Hypnos había llegado a la casa de su pareja, donde las paredes, pintadas de un blanco desgastado, eran el telón de fondo. Ella, en el centro la escena, acompañada por un amigo, que se escondía, intentando no ser visto.
Esa mujer, con su aguda inteligencia y sentido particular del humor, se entendía bien con sus amigos, porque con ellos, no tenía complicaciones. Sin embargo, Hypnos sabía que había algo más, algo que no podía detectar pero que lo inquietaba profundamente. La tensión del momento, se expresaba por la pesadez del silencio.
Sentía la opresión de lo no resuelto, de las preguntas nunca formuladas y de las respuestas que nunca llegarían.
Ella lo miraba con indiferencia, reflejando algo que él no podía nombrar.
El amigo, desde su escondite, observaba, como si esperara un veredicto.

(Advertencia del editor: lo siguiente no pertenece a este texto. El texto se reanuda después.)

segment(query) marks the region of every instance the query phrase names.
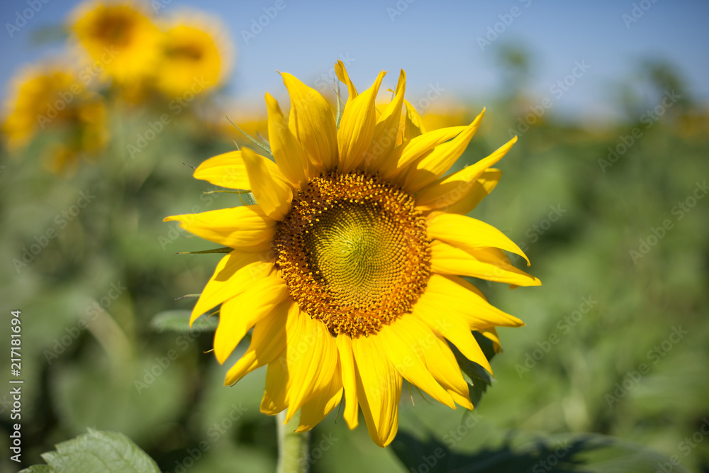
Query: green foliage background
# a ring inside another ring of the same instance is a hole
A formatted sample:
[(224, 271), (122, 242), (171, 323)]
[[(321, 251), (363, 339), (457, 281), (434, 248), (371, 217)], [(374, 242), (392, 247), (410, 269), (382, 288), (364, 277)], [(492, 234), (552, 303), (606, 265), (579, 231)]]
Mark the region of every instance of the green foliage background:
[[(671, 67), (644, 65), (636, 77), (648, 85), (647, 96), (608, 90), (621, 97), (626, 119), (569, 121), (552, 108), (520, 133), (518, 119), (537, 98), (520, 91), (526, 72), (518, 56), (501, 58), (509, 84), (485, 100), (485, 120), (457, 168), (486, 156), (518, 128), (518, 143), (498, 166), (499, 185), (471, 215), (525, 248), (529, 271), (542, 279), (541, 287), (514, 290), (477, 282), (491, 302), (527, 325), (499, 330), (504, 351), (492, 361), (495, 382), (473, 422), (466, 423), (462, 409), (429, 404), (405, 389), (392, 447), (375, 446), (364, 419), (349, 431), (333, 413), (313, 431), (313, 448), (322, 450), (321, 457), (313, 455), (313, 471), (415, 471), (419, 457), (439, 446), (454, 453), (446, 460), (452, 465), (504, 457), (525, 459), (514, 464), (518, 471), (537, 471), (531, 469), (552, 455), (559, 439), (585, 445), (588, 433), (632, 444), (648, 464), (666, 461), (648, 453), (654, 451), (676, 455), (691, 471), (709, 471), (709, 441), (697, 442), (697, 433), (706, 440), (700, 429), (709, 424), (709, 199), (698, 199), (698, 191), (681, 218), (676, 210), (709, 177), (705, 106), (691, 99)], [(643, 114), (674, 89), (681, 100), (648, 127)], [(40, 453), (93, 428), (125, 434), (162, 471), (274, 471), (274, 418), (259, 411), (264, 370), (223, 385), (247, 343), (220, 366), (205, 352), (210, 332), (151, 325), (159, 313), (189, 310), (194, 299), (176, 298), (199, 293), (220, 257), (176, 256), (214, 245), (162, 218), (240, 204), (235, 194), (203, 194), (213, 189), (182, 164), (196, 166), (234, 148), (201, 125), (199, 110), (206, 106), (196, 102), (133, 158), (127, 144), (162, 109), (113, 107), (108, 152), (72, 175), (41, 165), (43, 150), (65, 139), (61, 134), (40, 135), (20, 155), (2, 152), (0, 324), (9, 327), (10, 311), (22, 311), (23, 466), (40, 463)], [(481, 108), (469, 104), (467, 119)], [(642, 137), (603, 169), (599, 160), (607, 159), (608, 147), (636, 127)], [(82, 191), (95, 197), (60, 226), (57, 216)], [(560, 216), (547, 221), (550, 215)], [(644, 248), (640, 240), (653, 241), (652, 229), (666, 221), (671, 228), (634, 261), (631, 250)], [(46, 247), (26, 266), (13, 264), (50, 228), (57, 237)], [(671, 338), (679, 330), (681, 339)], [(4, 353), (9, 338), (0, 340)], [(0, 360), (4, 372), (8, 360)], [(634, 372), (643, 365), (638, 378)], [(4, 452), (7, 391), (0, 392)], [(686, 439), (693, 435), (690, 447)], [(412, 445), (418, 446), (413, 453)], [(584, 460), (589, 450), (571, 450), (554, 471), (581, 471), (587, 461), (603, 471), (610, 460)], [(7, 455), (0, 462), (3, 471), (16, 467)]]

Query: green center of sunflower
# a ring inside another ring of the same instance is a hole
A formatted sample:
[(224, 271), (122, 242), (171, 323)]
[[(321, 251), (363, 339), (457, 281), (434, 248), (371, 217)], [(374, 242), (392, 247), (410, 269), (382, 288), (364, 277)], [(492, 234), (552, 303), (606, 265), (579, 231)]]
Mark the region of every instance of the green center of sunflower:
[(376, 333), (428, 282), (429, 240), (413, 198), (359, 172), (311, 179), (275, 245), (291, 295), (333, 335)]

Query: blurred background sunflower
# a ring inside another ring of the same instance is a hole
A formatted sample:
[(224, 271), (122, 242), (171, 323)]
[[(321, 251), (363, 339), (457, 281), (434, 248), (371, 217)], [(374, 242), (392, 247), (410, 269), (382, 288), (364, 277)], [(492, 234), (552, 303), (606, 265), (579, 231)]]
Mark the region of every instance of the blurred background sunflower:
[[(405, 386), (381, 449), (334, 409), (310, 469), (709, 472), (708, 13), (645, 0), (4, 2), (0, 324), (8, 334), (22, 311), (24, 384), (21, 461), (5, 455), (0, 470), (43, 463), (87, 428), (125, 435), (156, 471), (275, 469), (265, 370), (222, 385), (249, 340), (220, 366), (204, 353), (213, 322), (185, 328), (220, 255), (174, 256), (212, 245), (162, 221), (251, 204), (189, 167), (254, 145), (231, 122), (267, 143), (264, 92), (288, 102), (275, 70), (336, 110), (340, 60), (355, 84), (390, 71), (377, 104), (406, 69), (428, 131), (486, 107), (451, 172), (518, 137), (470, 216), (515, 242), (544, 285), (510, 296), (473, 281), (527, 325), (500, 328), (504, 351), (486, 352), (493, 384), (469, 369), (472, 413)], [(0, 391), (6, 452), (11, 403)]]

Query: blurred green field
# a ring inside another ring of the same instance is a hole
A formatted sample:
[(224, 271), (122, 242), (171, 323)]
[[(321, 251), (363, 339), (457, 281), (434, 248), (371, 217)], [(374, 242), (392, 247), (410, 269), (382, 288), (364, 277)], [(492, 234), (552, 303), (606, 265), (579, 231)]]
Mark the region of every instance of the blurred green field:
[[(454, 170), (506, 142), (510, 128), (519, 135), (498, 166), (500, 184), (471, 215), (524, 249), (529, 272), (542, 279), (514, 290), (476, 282), (527, 325), (499, 329), (495, 382), (473, 418), (415, 391), (410, 398), (405, 386), (391, 447), (374, 445), (363, 419), (350, 432), (333, 413), (313, 433), (311, 448), (320, 450), (311, 450), (312, 471), (416, 471), (397, 457), (412, 445), (420, 447), (415, 461), (440, 445), (483, 465), (460, 471), (484, 471), (495, 455), (525, 459), (518, 471), (587, 471), (580, 447), (552, 469), (533, 469), (547, 450), (529, 445), (597, 433), (648, 449), (641, 457), (676, 455), (689, 471), (709, 472), (709, 111), (677, 89), (682, 99), (666, 101), (661, 116), (649, 119), (647, 111), (679, 87), (658, 70), (640, 69), (650, 91), (625, 97), (627, 118), (615, 123), (571, 121), (552, 108), (523, 131), (520, 120), (540, 102), (522, 94), (520, 77), (504, 94), (466, 104), (459, 124), (482, 105), (487, 112)], [(160, 313), (191, 310), (194, 299), (177, 298), (199, 293), (219, 259), (175, 255), (214, 245), (162, 218), (241, 204), (235, 194), (205, 194), (213, 187), (191, 177), (189, 166), (234, 149), (237, 136), (208, 123), (208, 99), (131, 152), (167, 105), (109, 104), (105, 151), (73, 172), (43, 165), (52, 143), (69, 139), (62, 130), (2, 150), (0, 324), (9, 333), (10, 311), (21, 310), (22, 466), (93, 428), (125, 434), (162, 471), (274, 470), (275, 419), (259, 411), (265, 370), (223, 386), (247, 343), (220, 366), (205, 353), (208, 331), (151, 325)], [(617, 153), (610, 158), (609, 148)], [(9, 336), (0, 346), (9, 352)], [(0, 365), (9, 372), (7, 357)], [(610, 471), (594, 461), (593, 471)], [(6, 456), (1, 462), (2, 471), (16, 468)]]

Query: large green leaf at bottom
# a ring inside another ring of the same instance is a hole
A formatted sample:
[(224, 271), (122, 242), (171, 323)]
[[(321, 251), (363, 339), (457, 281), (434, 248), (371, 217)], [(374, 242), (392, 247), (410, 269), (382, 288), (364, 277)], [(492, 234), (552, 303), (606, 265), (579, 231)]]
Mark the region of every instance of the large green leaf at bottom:
[(21, 473), (160, 473), (152, 459), (122, 433), (89, 429), (56, 447), (42, 454), (47, 465)]

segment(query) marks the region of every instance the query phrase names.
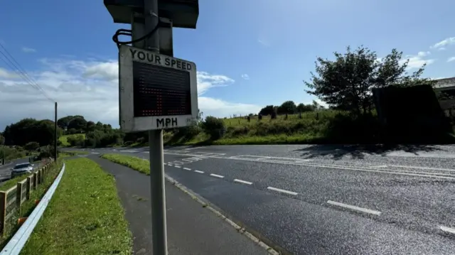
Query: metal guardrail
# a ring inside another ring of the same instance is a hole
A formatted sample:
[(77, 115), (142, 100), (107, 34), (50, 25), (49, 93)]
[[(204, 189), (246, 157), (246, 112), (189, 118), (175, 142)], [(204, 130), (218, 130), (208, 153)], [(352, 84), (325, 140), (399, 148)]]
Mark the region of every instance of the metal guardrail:
[(0, 255), (19, 254), (22, 248), (23, 248), (23, 246), (27, 240), (28, 240), (30, 235), (35, 229), (36, 224), (41, 218), (46, 208), (48, 207), (48, 204), (49, 203), (50, 198), (52, 198), (55, 189), (58, 186), (58, 183), (60, 183), (63, 172), (65, 172), (65, 163), (63, 163), (63, 166), (54, 183), (50, 185), (50, 188), (49, 188), (26, 222), (21, 226), (16, 234), (14, 234), (14, 236), (8, 242), (8, 244), (6, 244), (6, 246), (5, 246), (1, 252), (0, 252)]

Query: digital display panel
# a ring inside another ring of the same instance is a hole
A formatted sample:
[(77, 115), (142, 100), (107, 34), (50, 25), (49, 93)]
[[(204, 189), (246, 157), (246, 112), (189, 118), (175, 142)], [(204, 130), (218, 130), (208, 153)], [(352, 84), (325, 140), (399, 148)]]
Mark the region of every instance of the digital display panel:
[(191, 114), (190, 73), (133, 61), (134, 117)]

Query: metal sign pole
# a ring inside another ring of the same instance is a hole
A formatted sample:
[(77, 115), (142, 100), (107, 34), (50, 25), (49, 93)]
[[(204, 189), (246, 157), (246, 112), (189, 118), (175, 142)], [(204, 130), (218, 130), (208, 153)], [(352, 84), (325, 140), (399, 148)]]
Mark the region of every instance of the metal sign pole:
[[(144, 0), (144, 33), (151, 31), (159, 23), (158, 0)], [(159, 53), (159, 34), (156, 31), (146, 38), (146, 49)], [(150, 192), (151, 193), (151, 236), (154, 255), (167, 255), (166, 193), (163, 129), (149, 131), (150, 160)]]

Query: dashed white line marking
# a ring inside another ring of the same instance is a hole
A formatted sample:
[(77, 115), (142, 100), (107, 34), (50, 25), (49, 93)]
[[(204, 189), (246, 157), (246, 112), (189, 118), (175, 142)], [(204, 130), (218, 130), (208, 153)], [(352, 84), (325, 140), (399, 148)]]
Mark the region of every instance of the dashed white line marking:
[(235, 182), (237, 182), (237, 183), (240, 183), (247, 184), (247, 185), (250, 185), (253, 184), (253, 183), (252, 183), (252, 182), (247, 182), (247, 181), (246, 181), (246, 180), (239, 180), (239, 179), (234, 179), (234, 181), (235, 181)]
[(327, 200), (327, 203), (330, 204), (330, 205), (336, 205), (336, 206), (339, 206), (339, 207), (345, 207), (345, 208), (348, 208), (348, 209), (350, 209), (350, 210), (356, 210), (356, 211), (366, 212), (366, 213), (369, 213), (369, 214), (372, 214), (372, 215), (378, 215), (378, 216), (380, 215), (380, 214), (381, 214), (381, 212), (375, 211), (374, 210), (362, 208), (362, 207), (357, 207), (357, 206), (355, 206), (355, 205), (343, 204), (342, 202), (335, 202), (335, 201), (332, 201), (332, 200)]
[(279, 189), (277, 188), (273, 188), (273, 187), (267, 187), (267, 189), (270, 190), (274, 190), (274, 191), (278, 191), (280, 192), (283, 192), (283, 193), (286, 193), (286, 194), (289, 194), (289, 195), (296, 195), (299, 193), (297, 192), (294, 192), (293, 191), (289, 191), (289, 190), (282, 190), (282, 189)]
[(441, 230), (444, 231), (444, 232), (447, 232), (447, 233), (455, 234), (455, 229), (454, 229), (454, 228), (449, 227), (444, 227), (444, 226), (439, 226), (439, 229)]

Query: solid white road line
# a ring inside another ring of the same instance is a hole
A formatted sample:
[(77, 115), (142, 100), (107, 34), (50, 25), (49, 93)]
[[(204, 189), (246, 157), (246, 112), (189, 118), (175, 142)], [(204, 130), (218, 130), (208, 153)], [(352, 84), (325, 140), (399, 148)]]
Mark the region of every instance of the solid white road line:
[(415, 169), (423, 169), (423, 170), (437, 170), (437, 171), (455, 172), (455, 169), (428, 168), (428, 167), (426, 167), (426, 166), (401, 166), (401, 165), (389, 165), (389, 166), (392, 166), (392, 167), (394, 167), (394, 168), (415, 168)]
[(357, 207), (357, 206), (343, 204), (342, 202), (335, 202), (335, 201), (331, 201), (331, 200), (327, 200), (327, 203), (328, 204), (331, 204), (332, 205), (337, 205), (337, 206), (340, 206), (340, 207), (342, 207), (351, 209), (351, 210), (354, 210), (360, 211), (360, 212), (363, 212), (370, 213), (370, 214), (378, 215), (378, 216), (380, 215), (380, 214), (381, 214), (381, 212), (375, 211), (374, 210), (362, 208), (362, 207)]
[(273, 187), (267, 187), (267, 189), (270, 190), (274, 190), (274, 191), (278, 191), (280, 192), (283, 192), (283, 193), (286, 193), (286, 194), (289, 194), (289, 195), (296, 195), (299, 193), (297, 192), (294, 192), (293, 191), (289, 191), (289, 190), (282, 190), (282, 189), (279, 189), (277, 188), (273, 188)]
[(210, 173), (210, 176), (213, 176), (213, 177), (218, 177), (219, 178), (224, 178), (225, 177), (223, 175), (215, 175), (215, 173)]
[(455, 234), (455, 229), (454, 229), (452, 227), (439, 226), (439, 229), (441, 230), (444, 231), (444, 232), (447, 232), (447, 233)]
[(234, 181), (235, 181), (235, 182), (237, 182), (237, 183), (240, 183), (247, 184), (247, 185), (250, 185), (253, 184), (253, 183), (247, 182), (247, 181), (246, 181), (246, 180), (239, 180), (239, 179), (234, 179)]

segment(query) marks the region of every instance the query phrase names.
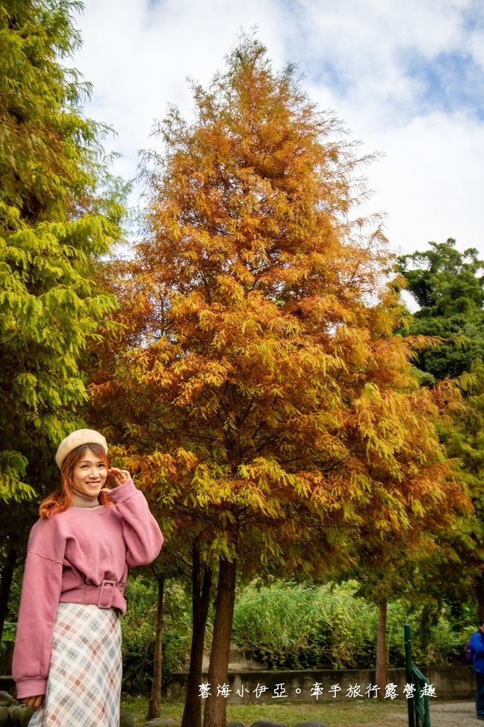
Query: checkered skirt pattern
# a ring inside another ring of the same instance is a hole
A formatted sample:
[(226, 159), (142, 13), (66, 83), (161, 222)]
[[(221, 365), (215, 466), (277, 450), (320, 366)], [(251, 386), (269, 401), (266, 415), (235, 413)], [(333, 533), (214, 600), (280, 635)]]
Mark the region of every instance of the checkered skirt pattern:
[(119, 727), (121, 675), (116, 609), (60, 603), (45, 701), (28, 727)]

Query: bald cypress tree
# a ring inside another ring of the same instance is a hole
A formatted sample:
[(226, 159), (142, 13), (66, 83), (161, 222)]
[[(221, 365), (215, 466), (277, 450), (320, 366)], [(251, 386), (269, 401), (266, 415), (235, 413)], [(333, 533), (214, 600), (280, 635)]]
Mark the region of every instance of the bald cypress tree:
[(351, 220), (364, 185), (340, 125), (252, 38), (193, 91), (194, 121), (172, 110), (147, 155), (146, 229), (118, 270), (123, 335), (92, 393), (172, 541), (189, 542), (190, 517), (205, 538), (204, 724), (220, 727), (237, 572), (321, 575), (366, 531), (431, 528), (463, 498), (393, 333), (382, 236)]

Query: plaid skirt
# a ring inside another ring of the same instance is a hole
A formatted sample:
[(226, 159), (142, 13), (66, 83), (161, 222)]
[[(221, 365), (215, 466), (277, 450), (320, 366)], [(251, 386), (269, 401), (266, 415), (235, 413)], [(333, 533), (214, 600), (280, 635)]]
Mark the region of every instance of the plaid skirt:
[(118, 611), (60, 603), (45, 700), (28, 727), (119, 727), (121, 675)]

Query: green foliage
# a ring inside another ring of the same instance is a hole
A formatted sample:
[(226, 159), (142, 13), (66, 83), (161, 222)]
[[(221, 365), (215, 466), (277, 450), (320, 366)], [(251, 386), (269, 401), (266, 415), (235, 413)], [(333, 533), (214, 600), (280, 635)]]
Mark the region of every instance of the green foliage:
[(398, 258), (399, 272), (420, 307), (410, 333), (443, 340), (419, 353), (419, 368), (437, 380), (470, 371), (484, 356), (484, 262), (474, 248), (461, 253), (455, 244), (430, 242), (430, 249)]
[(50, 449), (78, 422), (79, 358), (115, 305), (96, 278), (120, 237), (124, 190), (83, 117), (65, 59), (69, 0), (0, 6), (0, 500), (28, 499)]
[[(128, 611), (123, 630), (123, 687), (146, 693), (151, 686), (156, 635), (157, 583), (141, 576), (126, 583)], [(163, 678), (183, 669), (190, 649), (190, 601), (176, 581), (165, 586)]]
[[(253, 582), (236, 601), (233, 638), (269, 668), (374, 667), (378, 611), (356, 595), (358, 588), (353, 581), (319, 586), (287, 581), (261, 586)], [(400, 601), (388, 604), (389, 666), (404, 666), (404, 623), (412, 627), (416, 663), (459, 663), (468, 624), (466, 631), (441, 613), (422, 643), (421, 610), (409, 611)]]

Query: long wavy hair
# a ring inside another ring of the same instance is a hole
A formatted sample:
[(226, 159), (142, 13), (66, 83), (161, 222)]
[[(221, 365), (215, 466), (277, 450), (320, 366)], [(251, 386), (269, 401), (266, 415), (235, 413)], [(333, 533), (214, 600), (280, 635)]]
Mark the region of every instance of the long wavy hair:
[[(38, 514), (41, 518), (52, 518), (53, 515), (63, 513), (70, 507), (73, 500), (74, 479), (73, 474), (75, 466), (80, 462), (86, 452), (90, 449), (94, 457), (104, 462), (106, 469), (110, 467), (107, 454), (100, 444), (81, 444), (69, 452), (62, 462), (60, 470), (60, 489), (49, 494), (41, 502)], [(99, 492), (98, 499), (99, 505), (110, 506), (112, 503), (106, 492)]]

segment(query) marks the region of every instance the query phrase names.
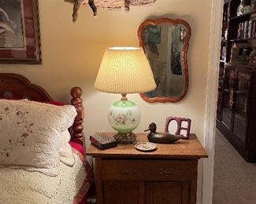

Hypnos, sin decir nada, partió y la puerta se cerró detrás de él con un golpe. El aire exterior era puro, como si la atmósfera de la casa hubiera estado contaminada.
Caminó sin rumbo, mientras la figura de ella se desvanecía en la distancia, como un fantasma.
Sin poder articular pensamiento alguno, Hypnos experimetó la realidad de su soledad.
No era una soledad física, sino existencial; una certeza de que, como siempre, estaría solo.